1. GRAUMÄNNLEIN AUF ZEIL.

     In dem schlosse Waldburg-Zeil erscheint jedesmal so oft ein glied der fürstlichen familie stirbt das graumännlein, es ist ganz klein von gestalt, hat graue uralte haare, und ein aschgraues mäntelchen. aus den großen unterirdischen [168] kellern und gewölben kommt das graumännlein herauf ins schloß, geht durch alle gemächer und durchstöbert alles. hat es die runde gemacht, so kehrt es wieder zurück von wannen es gekommen. man hat’s schon oft gesehen. als der alte fürst starb, kam es auch wieder, seither aber nicht mehr. –


2. ERDMÄNNLEIN PROPHEZEIT.

     Als man die straße von Gmünd nach dem Rechberg baute, kam auf dem wege nach Stuttgart dem Gmünder feldschützen ein kleines erdmännlein entgegen und redete ihn folgendermaßen an: ’er werde es vielleicht noch erleben, daß auf der neuerbauten straße ganz wenig leute einstens gehen werden.’ nach diesen worten verschwand das männlein und der feldschütz wußte weder woher noch wohin es so plötzlich gekommen sei.

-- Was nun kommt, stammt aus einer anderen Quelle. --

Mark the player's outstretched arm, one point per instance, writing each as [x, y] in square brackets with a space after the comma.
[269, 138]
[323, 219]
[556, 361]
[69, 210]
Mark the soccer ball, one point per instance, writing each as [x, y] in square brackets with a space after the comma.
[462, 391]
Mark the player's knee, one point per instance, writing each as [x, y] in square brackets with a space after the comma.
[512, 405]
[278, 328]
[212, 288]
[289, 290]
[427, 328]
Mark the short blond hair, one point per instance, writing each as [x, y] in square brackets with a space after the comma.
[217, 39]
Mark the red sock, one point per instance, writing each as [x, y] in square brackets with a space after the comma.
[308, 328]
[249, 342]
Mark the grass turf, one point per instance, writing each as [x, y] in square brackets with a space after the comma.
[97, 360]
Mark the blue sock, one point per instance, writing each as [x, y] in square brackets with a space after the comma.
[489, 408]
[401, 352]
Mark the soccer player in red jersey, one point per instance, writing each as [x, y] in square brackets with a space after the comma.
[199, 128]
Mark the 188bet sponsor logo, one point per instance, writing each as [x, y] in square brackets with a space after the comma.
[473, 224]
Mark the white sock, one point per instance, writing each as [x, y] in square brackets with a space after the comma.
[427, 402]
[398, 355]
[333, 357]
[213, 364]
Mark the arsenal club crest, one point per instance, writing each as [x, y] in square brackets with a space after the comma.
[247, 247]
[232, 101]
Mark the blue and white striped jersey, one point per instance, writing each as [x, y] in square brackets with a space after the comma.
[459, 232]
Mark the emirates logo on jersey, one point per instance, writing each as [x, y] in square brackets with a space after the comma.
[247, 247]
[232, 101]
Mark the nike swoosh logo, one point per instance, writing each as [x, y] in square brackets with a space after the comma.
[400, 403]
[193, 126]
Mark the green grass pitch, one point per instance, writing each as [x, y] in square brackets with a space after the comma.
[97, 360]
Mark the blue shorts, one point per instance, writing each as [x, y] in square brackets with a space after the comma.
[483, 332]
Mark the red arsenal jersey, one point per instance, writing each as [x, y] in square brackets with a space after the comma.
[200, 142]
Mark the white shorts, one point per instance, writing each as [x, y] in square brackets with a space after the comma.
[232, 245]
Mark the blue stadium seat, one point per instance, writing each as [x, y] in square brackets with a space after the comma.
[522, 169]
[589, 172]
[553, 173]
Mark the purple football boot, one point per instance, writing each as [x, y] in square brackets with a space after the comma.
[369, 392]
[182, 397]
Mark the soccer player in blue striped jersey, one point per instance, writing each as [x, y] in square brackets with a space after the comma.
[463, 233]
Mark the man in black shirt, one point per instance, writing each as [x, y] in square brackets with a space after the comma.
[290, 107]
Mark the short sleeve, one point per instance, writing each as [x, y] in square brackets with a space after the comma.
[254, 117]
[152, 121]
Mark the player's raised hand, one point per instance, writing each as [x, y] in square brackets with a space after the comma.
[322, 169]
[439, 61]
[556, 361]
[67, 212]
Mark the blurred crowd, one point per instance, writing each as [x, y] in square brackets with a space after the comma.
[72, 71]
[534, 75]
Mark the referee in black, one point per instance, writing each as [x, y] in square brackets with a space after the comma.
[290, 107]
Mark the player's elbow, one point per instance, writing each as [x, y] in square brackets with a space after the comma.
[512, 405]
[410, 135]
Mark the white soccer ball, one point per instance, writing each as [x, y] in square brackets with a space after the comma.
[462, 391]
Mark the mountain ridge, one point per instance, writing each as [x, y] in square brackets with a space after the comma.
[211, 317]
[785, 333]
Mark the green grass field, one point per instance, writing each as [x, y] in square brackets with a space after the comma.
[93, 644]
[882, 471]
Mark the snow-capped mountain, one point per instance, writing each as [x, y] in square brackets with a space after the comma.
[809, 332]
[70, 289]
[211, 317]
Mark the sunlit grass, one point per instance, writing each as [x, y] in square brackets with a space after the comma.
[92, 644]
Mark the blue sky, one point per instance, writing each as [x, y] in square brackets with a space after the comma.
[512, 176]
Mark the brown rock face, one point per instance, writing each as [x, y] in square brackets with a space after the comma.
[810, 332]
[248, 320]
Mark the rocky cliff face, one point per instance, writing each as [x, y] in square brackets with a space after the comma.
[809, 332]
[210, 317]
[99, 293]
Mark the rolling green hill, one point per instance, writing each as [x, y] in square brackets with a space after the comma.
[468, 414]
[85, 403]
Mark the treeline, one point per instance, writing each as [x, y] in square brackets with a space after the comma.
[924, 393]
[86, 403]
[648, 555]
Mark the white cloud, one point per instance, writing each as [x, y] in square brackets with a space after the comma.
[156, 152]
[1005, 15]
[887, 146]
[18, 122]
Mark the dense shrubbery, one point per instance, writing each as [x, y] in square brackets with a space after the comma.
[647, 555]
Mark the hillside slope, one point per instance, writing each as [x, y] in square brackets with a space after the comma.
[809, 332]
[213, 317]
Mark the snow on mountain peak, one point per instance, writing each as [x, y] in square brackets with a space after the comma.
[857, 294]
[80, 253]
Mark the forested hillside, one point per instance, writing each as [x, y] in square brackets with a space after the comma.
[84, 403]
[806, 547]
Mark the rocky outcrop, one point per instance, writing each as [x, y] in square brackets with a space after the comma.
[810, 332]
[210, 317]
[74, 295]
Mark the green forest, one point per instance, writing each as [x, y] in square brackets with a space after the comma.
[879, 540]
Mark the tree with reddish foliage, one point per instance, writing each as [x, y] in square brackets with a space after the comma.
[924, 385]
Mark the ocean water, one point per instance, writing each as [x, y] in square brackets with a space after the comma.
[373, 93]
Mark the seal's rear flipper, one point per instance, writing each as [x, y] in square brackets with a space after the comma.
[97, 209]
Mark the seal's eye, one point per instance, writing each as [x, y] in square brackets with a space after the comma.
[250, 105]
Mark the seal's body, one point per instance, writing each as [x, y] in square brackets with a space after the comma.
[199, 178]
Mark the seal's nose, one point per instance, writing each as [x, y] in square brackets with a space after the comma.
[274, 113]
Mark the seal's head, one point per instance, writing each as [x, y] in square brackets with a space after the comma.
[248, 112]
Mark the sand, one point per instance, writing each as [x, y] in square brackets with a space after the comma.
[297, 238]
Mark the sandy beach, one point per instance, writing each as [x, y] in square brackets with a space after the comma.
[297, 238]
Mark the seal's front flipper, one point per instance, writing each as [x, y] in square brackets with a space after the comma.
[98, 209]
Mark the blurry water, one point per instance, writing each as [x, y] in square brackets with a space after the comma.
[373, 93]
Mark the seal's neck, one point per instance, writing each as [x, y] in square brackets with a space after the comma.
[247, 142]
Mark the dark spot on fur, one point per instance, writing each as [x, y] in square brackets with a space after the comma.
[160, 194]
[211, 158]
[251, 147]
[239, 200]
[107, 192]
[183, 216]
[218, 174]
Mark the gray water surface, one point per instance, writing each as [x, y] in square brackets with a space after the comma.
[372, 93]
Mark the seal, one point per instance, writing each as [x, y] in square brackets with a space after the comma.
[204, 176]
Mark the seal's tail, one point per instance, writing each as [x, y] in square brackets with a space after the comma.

3. EINFÜSZLE IM NONNENKLOSTER.

     In einem dem sogenannten nonnenkloster zu Tübingen gehörenden nebengebäude weiß man seit alten zeiten her viel vom einfüßle zu erzählen. es ist ein kleines winziges kohlrabenschwarzes männlein mit nur einem fuß und einem der kaputze ähnlichen käppchen. in der scheuer besonders zur adventszeit ließ er sich oft sehen und hören, ergötzte sich oft tage und nächte lang mit fruchtmessen, geld zählen und hatte seine besondere freude daran, die leute recht zu necken und zu erschrecken. so warf einfüßchen oft wenn die leute in der scheuer arbeiteten, vom obersten kräch herunter das heuseil, trippelte die stiegen auf und ab besonders gegen abend. mal riefen kinder unter dem scheuerthor zum spaß, einfüßle einfüßle komm! auf einmal trippelte einfüßchen heran, so schnell als wie einer mit zwei füßen. die kinder sprangen erschrocken davon, nur ein bube fiel und das freute einfüßchen so, daß es laut auflachte und wieder in die scheuer zurückkehrte.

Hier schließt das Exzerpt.